The 12-person cast all doubles or even triple as locals and outsiders, actually leaving the stage close to never. They’re all the caretakers (the mayor, Joel Hatch; the cop, Geno Carr) and the cared for. The plane people include a couple on the brink of falling apart (Kimball & Caesar Samayoa) and two singles about to find each other (Sharon Wheatley & Lee MacDougall), a mother panicked for news from her NY firefighter son (Q. Smith), a middle eastern man no one trusts (Samayoa) and a black man who trusts no one (Rodney Hicks). Dozens of characters appear, sometimes for just a line or two, the wholly excellent cast navigating the various performances with crystal clear distinction and carefully cultivated accent work.

An 8-piece band plays 16 instruments (including accordion, harmonium, uilleann pipes and bouzouki) in a clever, memorable score that blends regional flavour with classic musical theatre forms. “Prayer”, a stunning ensemble piece and the show’s quietest moment, interweaves iconic interfaith devotionals.

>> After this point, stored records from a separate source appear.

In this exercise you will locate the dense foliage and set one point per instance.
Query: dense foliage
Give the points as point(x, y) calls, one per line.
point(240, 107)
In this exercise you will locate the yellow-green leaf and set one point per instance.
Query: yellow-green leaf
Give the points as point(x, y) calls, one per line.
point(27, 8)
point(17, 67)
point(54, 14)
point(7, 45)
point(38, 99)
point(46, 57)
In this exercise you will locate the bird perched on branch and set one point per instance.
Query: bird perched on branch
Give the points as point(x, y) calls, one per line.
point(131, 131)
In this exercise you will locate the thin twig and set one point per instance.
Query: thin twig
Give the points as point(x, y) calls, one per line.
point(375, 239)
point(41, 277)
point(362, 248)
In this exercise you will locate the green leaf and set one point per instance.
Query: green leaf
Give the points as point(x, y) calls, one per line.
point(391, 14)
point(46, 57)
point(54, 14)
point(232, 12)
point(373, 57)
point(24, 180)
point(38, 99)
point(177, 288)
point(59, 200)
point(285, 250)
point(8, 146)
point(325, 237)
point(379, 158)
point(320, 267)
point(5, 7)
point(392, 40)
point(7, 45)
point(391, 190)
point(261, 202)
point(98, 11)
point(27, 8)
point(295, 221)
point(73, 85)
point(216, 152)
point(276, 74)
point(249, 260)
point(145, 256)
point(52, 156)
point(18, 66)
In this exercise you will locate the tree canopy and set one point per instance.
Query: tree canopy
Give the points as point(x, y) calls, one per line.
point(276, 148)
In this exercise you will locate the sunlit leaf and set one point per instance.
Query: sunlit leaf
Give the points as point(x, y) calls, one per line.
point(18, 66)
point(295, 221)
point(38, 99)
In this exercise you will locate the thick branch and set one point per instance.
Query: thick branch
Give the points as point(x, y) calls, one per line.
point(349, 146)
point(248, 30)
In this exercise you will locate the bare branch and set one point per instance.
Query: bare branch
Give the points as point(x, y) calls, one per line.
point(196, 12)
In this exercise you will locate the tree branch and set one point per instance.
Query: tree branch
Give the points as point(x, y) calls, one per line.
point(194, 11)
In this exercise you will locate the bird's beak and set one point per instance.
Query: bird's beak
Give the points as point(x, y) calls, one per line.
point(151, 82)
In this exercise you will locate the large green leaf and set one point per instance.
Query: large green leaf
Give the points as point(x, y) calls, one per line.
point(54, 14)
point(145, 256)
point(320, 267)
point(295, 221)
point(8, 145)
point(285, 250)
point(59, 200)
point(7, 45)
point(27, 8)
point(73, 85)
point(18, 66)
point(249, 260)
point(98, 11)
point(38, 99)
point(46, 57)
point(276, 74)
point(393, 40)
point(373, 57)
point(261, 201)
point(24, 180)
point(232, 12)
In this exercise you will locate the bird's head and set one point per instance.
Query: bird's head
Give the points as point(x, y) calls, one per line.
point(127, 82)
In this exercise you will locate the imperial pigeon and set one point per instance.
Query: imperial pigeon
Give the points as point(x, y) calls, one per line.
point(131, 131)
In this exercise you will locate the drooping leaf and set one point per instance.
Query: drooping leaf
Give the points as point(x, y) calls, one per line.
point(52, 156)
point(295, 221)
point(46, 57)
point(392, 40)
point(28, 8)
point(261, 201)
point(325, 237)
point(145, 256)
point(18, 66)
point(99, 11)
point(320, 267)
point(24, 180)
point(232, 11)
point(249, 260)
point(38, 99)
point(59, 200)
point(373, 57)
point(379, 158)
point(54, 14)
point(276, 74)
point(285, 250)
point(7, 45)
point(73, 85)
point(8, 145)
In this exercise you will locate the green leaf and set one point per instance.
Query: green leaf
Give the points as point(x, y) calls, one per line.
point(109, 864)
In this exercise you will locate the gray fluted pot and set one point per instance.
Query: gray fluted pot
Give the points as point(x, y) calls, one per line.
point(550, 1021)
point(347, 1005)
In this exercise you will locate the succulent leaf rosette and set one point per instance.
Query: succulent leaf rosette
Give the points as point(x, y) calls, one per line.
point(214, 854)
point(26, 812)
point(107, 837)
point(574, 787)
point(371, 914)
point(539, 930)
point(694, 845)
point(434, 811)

Not long after, “Screech In” raises the show to its energetic highpoint, capturing Newfoundland quirk and delight with wild fiddle (Caitlin Warbelow) and foot-stomping at the famous ceremony which turns ‘come from aways’ into honorary residents. The strong ensemble’s standout performer Jenn Colella boldly follows such a rousing group number with a tight spotlight and a soliloquy belter that brings the style straight back to straight musical theatre. The only character whose full backstory we hear, here Colella is playing Beverley Bass, the first female captain to fly for American Airlines and the pilot of one of the Gander planes. In “Me and the Sky” we hear how Beverley fell in love with flying, and we’re reminded that this is all happening because someone turned the thing she loves into a weapon.

The next thing we hear is a pretty love duet. Then the triumphant call of “Somewhere in the Middle of Nowhere”, the song that’s stuck in my head the most. A full company chorus that encapsulates the joy and sadness and strangeness and beauty of the events, “Somewhere in the Middle of Nowhere” is the story’s conclusion and the biggest emotional release of the show. The over-wrought number that follows is, for my money, the only true weakpoint of the production, but a return to the chant-able melody that brought us into the show takes us out again and we leave on a beautiful declarative point of ‘this is who we are’ and a literal “welcome”.

“The world we live in today needs a good story”. Mayor Elliott is right. It’s been in development for years but Come From Away is coming up right now, at exactly the right time. It’s a story about Canadians reaching out a hand to our neighbours who have a tendency to think that they have to go it alone. They don’t. We’re here. All those people standing in that theatre were standing for a great show, an excellent performance, an important moment for Canadian theatre, but what pulled us to our feet was ultimately just a story about who we are, or at least who we want to be.

Come From Away plays at the Royal Alexandra Theatre until January 8th then it heads to Broadway. Go.